Reperfusion Therapy for Acute Ischemic Stroke in Older People

An Observational Real-life Study

Justine Sudre MD; Laura Venditti MD; Claire Ancelet MD; Olivier Chassin MD; Mariana Sarov MD; Didier Smadja MD; Nicolas Chausson MD; François Lun MD; Olga Laine MD; Emmanuelle Duron MD; Christiane Verny MD; Laurent Spelle MD; Alexandra Rouquette MD; Nicolas Legris MD; Christian Denier MD


J Am Geriatr Soc. 2021;69(11):3167-3176. 

In This Article

Abstract and Introduction


Background: While randomized clinical trials have shown the benefit of thrombolysis and endovascular thrombectomy (EVT) in patients with acute ischemic stroke (AIS), we aimed to describe in a real-life study the differences between older (>80 years old) and younger patients treated for AIS.

Methods: Thousand patients treated with thrombolysis and/or EVT were consecutively included in a prospective monocentric database (admitted from December 2015 to May 2019 in our comprehensive stroke center). Demographic data with detailed history, baseline physical examinations and treatments, laboratory and imaging data, prestroke functional status, and outcome 3 months after stroke were analyzed.

Results: Older patients (n = 357) had more baseline comorbidities and lower levels of prestroke independence (modified Rankin scale ≤2; 67.2% vs. 96.1%) and more severe strokes (median National Institute of Health Stroke Score [NIHSS] 15 vs. 12; p < 0.001) than younger patients (n = 643). There was no difference in the reperfusion treatments used or treatment timelines. In older patients, good functional status at 3 months was less common (29.7% vs. 61.3%) and mortality was higher (37.1% vs. 11.4%) than in younger patients. Younger age was independently associated with better prognosis (odds ratio [OR] 0.37, 95% confidence interval [CI]: 0.20–0.67; p = 0.001) and lower mortality (OR 4.38, 95% CI: 2.11–9.09; p < 0.001). Among older adults, features associated with good outcome at 3 months were age (OR 0.89, 95% CI: 0.81–0.97; p = 0.01), initial NIHSS (OR 0.89, 95% CI: 0.83–0.94; p < 0.0001), and absence of severe leukoaraiosis, anticoagulant treatment, and symptomatic intracerebral hemorrhage following reperfusion therapy (respectively, OR 0.42, 95% CI: 0.19–0.93; p = 0.03; OR = 0.07, 95% CI: 0.01–0.70; p = 0.02; and OR = 0.07, 95% CI: 0.01–0.61; p = 0.02).

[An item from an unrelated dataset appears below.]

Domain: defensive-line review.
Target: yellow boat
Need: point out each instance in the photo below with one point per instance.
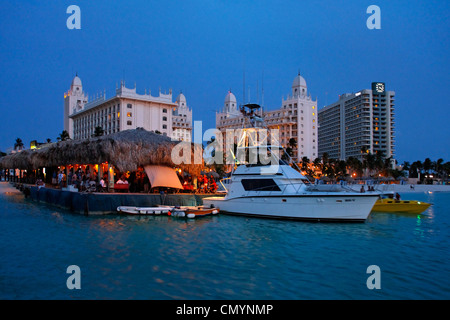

Conclusion: Although reperfusion therapy was less successful in older patients, these patients may benefit from acute recanalization despite their age. With an increasing older adult population, high-quality prospective studies are still required to better predict functional outcome and clarify the criteria that would allow better selection of appropriate treatment.


Strokes are the second leading cause of death and the third leading cause of disability.[1] The proportion of older adults (defined as individuals 80 years old or older) is expected to dramatically increase in the European Union by 2050, from 4.0% in 2004 to 11.4% in 2050.[2] As one in three strokes occurs after the age of 80, the continuing increase in the older adult population is associated with an increase in the absolute number of stroke cases.[1,3,4] Rationally, the number of older patients requiring thrombolysis and/or endovascular thrombectomy (EVT) for acute ischemic stroke (AIS) is bound to increase in the coming decades. To date, older patients have been globally under-represented in randomized clinical trials of acute stroke therapy. Thrombolysis proved to be beneficial if administrated within 4.5 h of the AIS but was initially contraindicated in patients over 80 years old.[5,6] More recently, it has become a standard treatment for older adults after clinical trials and meta-analyses in this population demonstrated its efficacy and safety.[7–9] Since 2015, EVT has been the new standard of care for large vessel occlusion (LVO),[7] with no age restrictions, even though only a small number of older patients were included in randomized trials. In most of those clinical trials, exclusion criteria relating to previous autonomy meant that older patients who only partially represented this population were selected. Since these trials, EVT has been increasingly used in patients over 80 years old and has proven its relevance.[10–13]

We herein conducted an observational real-life study to assess the differences, in terms of radiological and clinical features, management, and outcome, between older and younger patients consecutively treated for AIS by thrombolysis, EVT, or both in our comprehensive stroke center.